Question

Consider one such cell where the magnitude of the potential difference is 40 mV, and the inner surface of the membrane is at a higher potential than the outer surface. A sodium ion (Na ) is initially just outside the cell membrane (initially at rest). How much work (in J) is required for a cell to absorb the ion, so that it moves from the exterior of the cell to the interior

Answer 1

Answer: W = 6.4x10⁻²¹J

Explanation: Work is the energy transferred to or from an object due to the application of a force along a displacement.

The ion Na is gaining energy to move from a lower potential to a higher one.
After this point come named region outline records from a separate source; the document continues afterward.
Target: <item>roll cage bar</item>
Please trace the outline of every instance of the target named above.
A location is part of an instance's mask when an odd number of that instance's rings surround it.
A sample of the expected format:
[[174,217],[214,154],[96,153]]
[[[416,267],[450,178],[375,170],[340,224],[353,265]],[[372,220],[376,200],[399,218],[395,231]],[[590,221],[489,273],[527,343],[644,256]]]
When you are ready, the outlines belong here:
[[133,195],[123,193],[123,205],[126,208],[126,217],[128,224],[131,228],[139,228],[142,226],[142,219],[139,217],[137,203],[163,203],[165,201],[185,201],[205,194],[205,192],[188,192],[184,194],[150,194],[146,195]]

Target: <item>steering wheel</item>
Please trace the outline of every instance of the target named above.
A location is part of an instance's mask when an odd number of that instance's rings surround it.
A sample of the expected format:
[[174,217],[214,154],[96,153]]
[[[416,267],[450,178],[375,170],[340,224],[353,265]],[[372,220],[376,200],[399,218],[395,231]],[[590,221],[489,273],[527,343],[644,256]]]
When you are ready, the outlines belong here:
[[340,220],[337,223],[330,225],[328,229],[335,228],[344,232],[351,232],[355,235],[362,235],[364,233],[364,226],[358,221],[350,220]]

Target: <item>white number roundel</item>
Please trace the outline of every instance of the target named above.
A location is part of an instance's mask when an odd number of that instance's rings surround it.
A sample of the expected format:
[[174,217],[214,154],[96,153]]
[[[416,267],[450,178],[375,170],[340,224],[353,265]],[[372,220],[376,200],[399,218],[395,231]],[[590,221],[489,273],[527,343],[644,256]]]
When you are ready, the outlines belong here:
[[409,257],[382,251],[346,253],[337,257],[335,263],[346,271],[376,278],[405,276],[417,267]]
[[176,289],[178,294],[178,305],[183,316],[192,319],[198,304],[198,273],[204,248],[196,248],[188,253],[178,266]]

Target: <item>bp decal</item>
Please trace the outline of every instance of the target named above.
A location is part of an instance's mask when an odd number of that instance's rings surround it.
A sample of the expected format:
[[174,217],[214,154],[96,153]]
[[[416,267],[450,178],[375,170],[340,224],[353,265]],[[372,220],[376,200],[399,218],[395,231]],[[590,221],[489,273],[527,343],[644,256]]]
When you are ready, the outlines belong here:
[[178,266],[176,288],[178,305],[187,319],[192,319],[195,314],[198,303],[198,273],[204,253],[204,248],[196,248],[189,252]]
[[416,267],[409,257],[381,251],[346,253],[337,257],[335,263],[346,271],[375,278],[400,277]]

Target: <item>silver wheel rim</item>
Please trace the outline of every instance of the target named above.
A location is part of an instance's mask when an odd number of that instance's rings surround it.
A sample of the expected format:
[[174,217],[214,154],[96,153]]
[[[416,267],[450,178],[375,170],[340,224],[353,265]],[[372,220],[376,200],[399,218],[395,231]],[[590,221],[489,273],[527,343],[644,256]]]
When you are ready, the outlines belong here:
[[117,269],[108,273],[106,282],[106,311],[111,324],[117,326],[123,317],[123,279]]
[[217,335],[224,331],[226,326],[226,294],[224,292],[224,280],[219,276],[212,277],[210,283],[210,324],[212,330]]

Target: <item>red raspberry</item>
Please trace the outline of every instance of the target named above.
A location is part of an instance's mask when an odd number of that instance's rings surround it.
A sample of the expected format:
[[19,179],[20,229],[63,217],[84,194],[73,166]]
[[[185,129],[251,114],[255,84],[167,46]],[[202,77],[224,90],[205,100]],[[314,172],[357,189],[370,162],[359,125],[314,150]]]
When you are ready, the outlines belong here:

For this to happen, the work done is calculated as

$W=q.\Delta V$

in which

W is work in Joules (J)

q is charge in Coulomb (C)

$\Delta V$ is potential difference in Volts (V)
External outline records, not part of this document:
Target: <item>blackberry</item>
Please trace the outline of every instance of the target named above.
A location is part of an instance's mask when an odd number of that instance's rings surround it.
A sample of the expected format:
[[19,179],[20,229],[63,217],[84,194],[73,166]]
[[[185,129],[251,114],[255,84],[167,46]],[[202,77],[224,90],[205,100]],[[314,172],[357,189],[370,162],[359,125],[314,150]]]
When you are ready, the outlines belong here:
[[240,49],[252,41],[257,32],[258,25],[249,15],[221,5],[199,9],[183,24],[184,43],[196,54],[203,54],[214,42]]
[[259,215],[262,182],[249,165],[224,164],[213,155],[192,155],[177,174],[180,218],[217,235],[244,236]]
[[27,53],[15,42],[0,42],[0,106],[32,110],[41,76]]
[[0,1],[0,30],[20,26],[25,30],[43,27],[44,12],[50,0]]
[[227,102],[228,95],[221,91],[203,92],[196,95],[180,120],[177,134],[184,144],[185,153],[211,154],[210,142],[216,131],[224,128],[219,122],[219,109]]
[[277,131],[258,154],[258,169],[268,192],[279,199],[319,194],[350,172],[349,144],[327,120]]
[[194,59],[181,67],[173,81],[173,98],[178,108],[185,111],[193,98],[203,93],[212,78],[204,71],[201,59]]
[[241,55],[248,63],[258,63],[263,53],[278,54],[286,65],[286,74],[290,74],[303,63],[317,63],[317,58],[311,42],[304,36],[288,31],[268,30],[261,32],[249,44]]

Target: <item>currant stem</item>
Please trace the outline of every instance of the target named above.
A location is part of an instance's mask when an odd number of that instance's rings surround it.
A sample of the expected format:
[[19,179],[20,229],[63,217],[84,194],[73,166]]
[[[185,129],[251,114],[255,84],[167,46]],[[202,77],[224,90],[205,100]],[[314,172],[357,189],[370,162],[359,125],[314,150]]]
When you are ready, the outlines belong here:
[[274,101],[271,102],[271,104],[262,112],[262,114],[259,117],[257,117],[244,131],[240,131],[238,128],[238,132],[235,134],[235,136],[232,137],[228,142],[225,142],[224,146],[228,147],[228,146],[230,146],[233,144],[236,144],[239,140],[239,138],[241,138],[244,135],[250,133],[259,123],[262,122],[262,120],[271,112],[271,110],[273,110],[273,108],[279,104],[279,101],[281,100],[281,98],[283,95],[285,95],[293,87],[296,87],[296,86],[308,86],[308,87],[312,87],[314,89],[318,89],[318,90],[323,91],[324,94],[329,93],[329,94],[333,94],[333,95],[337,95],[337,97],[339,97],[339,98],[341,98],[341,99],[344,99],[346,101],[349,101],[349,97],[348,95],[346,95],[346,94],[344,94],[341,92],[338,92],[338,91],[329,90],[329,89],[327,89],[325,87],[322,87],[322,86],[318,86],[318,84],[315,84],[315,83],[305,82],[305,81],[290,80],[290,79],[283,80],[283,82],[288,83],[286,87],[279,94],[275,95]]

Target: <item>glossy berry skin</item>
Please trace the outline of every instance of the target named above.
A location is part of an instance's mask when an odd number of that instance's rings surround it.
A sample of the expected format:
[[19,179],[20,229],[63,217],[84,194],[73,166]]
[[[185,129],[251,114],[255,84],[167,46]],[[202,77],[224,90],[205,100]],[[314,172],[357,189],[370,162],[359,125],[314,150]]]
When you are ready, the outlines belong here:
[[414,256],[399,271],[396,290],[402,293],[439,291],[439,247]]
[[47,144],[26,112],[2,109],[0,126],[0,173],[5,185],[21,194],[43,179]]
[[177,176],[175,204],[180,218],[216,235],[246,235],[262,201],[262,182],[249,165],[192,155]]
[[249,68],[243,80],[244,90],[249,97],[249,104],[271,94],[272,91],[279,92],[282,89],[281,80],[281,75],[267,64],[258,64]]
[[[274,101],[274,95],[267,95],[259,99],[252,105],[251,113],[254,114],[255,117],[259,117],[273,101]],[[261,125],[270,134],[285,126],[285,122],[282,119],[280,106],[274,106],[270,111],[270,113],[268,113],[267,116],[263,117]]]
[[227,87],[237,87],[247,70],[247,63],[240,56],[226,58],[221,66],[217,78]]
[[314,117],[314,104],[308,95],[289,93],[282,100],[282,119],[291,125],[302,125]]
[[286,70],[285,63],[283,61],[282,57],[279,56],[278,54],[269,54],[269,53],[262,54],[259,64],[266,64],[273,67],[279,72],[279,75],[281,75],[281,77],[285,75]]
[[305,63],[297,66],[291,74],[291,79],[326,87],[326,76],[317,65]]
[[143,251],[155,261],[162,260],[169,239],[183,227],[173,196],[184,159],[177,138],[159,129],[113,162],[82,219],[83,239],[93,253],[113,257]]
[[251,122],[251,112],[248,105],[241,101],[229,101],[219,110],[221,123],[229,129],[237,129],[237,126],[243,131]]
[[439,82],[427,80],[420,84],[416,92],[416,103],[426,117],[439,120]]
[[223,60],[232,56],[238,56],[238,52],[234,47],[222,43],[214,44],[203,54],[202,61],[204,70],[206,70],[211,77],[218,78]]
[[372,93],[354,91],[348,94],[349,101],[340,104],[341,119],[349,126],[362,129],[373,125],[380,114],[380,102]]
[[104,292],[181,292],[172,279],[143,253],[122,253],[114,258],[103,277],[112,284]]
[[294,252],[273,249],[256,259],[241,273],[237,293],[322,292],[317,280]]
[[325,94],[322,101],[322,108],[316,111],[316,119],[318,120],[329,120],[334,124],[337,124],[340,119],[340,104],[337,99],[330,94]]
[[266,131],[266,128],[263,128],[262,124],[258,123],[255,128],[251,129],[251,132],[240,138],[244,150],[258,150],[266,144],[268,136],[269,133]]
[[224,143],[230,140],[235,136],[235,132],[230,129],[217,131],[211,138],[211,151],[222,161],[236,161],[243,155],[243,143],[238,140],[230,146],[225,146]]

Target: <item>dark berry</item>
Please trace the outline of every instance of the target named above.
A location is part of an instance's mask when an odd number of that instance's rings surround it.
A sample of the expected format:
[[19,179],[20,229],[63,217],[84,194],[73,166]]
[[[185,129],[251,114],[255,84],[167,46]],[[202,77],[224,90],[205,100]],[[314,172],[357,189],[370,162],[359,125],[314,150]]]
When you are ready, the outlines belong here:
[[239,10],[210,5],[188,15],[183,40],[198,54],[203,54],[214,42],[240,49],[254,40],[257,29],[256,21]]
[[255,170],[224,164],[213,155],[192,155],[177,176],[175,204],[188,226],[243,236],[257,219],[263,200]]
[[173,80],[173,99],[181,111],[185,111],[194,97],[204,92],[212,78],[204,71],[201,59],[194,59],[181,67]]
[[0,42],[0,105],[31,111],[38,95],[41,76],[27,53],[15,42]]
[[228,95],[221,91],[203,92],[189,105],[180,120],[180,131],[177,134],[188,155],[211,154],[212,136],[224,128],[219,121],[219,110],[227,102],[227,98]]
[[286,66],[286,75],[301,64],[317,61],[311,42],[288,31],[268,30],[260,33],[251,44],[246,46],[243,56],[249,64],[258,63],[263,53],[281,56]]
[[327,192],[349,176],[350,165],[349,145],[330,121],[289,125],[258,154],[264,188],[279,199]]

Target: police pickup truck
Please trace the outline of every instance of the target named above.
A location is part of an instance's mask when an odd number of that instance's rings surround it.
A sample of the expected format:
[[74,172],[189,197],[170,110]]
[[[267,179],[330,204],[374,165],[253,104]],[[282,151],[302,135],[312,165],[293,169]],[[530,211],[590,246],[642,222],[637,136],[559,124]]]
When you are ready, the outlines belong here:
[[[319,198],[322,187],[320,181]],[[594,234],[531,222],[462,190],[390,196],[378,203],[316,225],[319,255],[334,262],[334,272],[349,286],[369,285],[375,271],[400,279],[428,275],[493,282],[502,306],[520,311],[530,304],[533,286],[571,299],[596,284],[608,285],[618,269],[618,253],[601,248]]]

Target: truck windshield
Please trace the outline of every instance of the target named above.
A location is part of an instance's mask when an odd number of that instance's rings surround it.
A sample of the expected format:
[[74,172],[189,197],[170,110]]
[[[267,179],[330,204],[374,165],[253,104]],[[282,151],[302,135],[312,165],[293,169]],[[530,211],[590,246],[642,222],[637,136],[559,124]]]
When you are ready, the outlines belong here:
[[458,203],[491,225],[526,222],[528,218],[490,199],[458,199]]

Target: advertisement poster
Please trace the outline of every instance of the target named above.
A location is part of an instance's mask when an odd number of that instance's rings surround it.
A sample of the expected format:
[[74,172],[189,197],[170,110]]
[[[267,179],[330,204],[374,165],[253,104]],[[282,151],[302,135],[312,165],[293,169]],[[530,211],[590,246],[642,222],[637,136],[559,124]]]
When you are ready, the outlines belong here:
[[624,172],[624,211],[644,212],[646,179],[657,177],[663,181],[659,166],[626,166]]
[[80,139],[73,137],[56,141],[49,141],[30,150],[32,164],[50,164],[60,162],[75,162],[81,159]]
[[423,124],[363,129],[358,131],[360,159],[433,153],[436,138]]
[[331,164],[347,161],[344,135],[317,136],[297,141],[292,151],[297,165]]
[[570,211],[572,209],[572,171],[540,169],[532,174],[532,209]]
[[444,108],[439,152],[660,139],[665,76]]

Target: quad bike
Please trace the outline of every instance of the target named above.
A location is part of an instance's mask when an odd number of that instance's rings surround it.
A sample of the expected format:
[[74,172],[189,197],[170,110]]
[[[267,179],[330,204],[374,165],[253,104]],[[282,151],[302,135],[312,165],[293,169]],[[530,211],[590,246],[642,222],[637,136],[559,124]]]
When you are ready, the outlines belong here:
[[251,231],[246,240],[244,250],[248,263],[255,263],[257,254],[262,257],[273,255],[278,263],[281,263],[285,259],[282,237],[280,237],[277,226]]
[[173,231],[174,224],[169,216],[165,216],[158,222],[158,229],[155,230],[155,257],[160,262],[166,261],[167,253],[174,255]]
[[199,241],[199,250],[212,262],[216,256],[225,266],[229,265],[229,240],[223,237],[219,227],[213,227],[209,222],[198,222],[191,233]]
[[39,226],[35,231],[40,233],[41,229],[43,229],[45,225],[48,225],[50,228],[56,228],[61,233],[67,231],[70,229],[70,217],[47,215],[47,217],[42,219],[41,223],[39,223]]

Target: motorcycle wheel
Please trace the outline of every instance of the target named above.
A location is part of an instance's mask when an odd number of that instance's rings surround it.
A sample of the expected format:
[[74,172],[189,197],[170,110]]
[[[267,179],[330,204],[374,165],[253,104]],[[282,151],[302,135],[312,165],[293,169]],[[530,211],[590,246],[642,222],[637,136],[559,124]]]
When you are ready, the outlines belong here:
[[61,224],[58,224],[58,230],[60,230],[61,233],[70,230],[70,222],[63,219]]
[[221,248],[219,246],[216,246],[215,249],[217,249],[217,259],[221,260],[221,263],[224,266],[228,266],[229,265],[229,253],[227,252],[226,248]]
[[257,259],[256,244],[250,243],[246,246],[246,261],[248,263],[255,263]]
The ion Na has one positive charge. In coulombs, the charge is

q = 1.6x10⁻¹⁹C

The potential difference in Volts is

$\Delta V$ = 40x10⁻³ or 4x10⁻²V

Calculating

$W=q.\Delta V$

W = 1.6x10⁻¹⁹. 4x10⁻²

W = 6.4 x 10⁻²¹ J

The work done to move an ion of sodium from the exterior to the interior is 6.4 x 10⁻²¹ J.